Lords Committee turns to academics for opinion on post-Brexit financial supervision

Maria Nikolova

The EU Financial Affairs Sub-Committee will hear evidence on how financial regulation and supervision can evolve following Brexit in order to ensure financial stability and preserve market access.

The UK Parliament has turned to academics for their opinion on how financial supervision will change following Brexit. The EU Financial Affairs Sub-Committee is scheduled to hear Eilís Ferran, Professor of Company and Securities Law, University of Cambridge, and Niamh Moloney, Professor of Law, London School of Economics, with the hearing scheduled for Wednesday, September 13, 2017.

The possible topics of discussion cover the impact Brexit might have on the direction of EU financial governance, the role played by the European Supervisory Authorities (ESAs) in shaping the EU’s financial regulation and how the UK might maintain its influence on the process. Other possible areas of discussion include the main legal obstacles to an agreement on financial services, the options for a transitional arrangement covering financial services, and the regulatory position of FinTech.

The EU Financial Affairs Sub-Committee launched the inquiry into the future of financial regulation and supervision following Brexit in July this year. The focus of the inquiry is how financial regulation and supervision can evolve following Brexit so that financial stability is ensured. The Lords Committee is also examining how to maintain some other form of close relationship between the UK and EU regulatory regimes in order to preserve market access. The inquiry will encompass an assessment of not only the body of regulation, but also the institutional structures that support it.

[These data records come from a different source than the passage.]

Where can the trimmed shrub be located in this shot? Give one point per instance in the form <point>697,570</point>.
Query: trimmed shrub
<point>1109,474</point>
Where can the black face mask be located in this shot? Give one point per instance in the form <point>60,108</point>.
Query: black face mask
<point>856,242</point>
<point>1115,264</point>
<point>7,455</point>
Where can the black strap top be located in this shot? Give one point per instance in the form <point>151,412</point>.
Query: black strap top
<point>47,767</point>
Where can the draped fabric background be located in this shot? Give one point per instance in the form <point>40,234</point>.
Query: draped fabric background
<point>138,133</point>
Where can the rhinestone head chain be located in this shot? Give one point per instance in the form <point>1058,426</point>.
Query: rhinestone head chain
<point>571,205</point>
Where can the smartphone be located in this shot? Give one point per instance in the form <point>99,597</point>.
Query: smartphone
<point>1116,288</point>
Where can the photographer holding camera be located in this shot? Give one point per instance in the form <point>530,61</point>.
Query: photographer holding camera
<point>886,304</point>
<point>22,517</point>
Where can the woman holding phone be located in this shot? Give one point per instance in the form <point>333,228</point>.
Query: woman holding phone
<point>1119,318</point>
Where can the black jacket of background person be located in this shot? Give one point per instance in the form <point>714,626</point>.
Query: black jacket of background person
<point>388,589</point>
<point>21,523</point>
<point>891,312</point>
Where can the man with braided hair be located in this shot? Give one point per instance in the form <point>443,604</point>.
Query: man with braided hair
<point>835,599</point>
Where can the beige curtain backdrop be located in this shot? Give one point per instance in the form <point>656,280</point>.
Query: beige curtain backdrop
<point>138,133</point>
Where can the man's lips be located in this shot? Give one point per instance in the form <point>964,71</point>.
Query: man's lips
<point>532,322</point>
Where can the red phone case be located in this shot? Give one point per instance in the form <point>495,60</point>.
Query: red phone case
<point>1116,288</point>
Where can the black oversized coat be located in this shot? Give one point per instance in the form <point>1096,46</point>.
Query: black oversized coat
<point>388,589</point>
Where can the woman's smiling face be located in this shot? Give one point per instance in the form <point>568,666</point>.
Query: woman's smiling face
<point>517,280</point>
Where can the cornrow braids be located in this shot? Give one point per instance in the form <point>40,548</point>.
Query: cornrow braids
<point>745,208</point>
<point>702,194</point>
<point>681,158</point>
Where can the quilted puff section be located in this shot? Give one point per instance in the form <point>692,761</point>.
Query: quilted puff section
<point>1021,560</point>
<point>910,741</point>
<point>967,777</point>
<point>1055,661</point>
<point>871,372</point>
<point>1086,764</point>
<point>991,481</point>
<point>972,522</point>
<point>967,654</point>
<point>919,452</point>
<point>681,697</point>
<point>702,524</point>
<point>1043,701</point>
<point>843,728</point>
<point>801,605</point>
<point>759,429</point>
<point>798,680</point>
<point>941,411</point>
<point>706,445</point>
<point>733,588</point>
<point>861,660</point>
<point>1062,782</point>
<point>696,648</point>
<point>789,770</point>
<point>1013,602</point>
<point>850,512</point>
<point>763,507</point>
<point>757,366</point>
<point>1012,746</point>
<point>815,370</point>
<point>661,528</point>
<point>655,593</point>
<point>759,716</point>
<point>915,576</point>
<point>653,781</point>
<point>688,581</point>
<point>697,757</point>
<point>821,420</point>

Brexit, of course, is one of the priority matters for all UK institutions, including financial regulators. Recently, the Financial Conduct Authority has published the results of a survey of companies it regulates. Only 14% of respondents said they feel that the FCA is communicating effectively with them on the process of preparing to exit the European Union.

When firms were asked what they consider the FCA’s objectives should be during this process, the most common responses were to “minimise upheaval/ disruption for UK firms”, and to “provide clear guidance about new regulation/ changes to regulation”.

“Protecting consumers” and “protecting the financial industry” did not make it to the top three responses.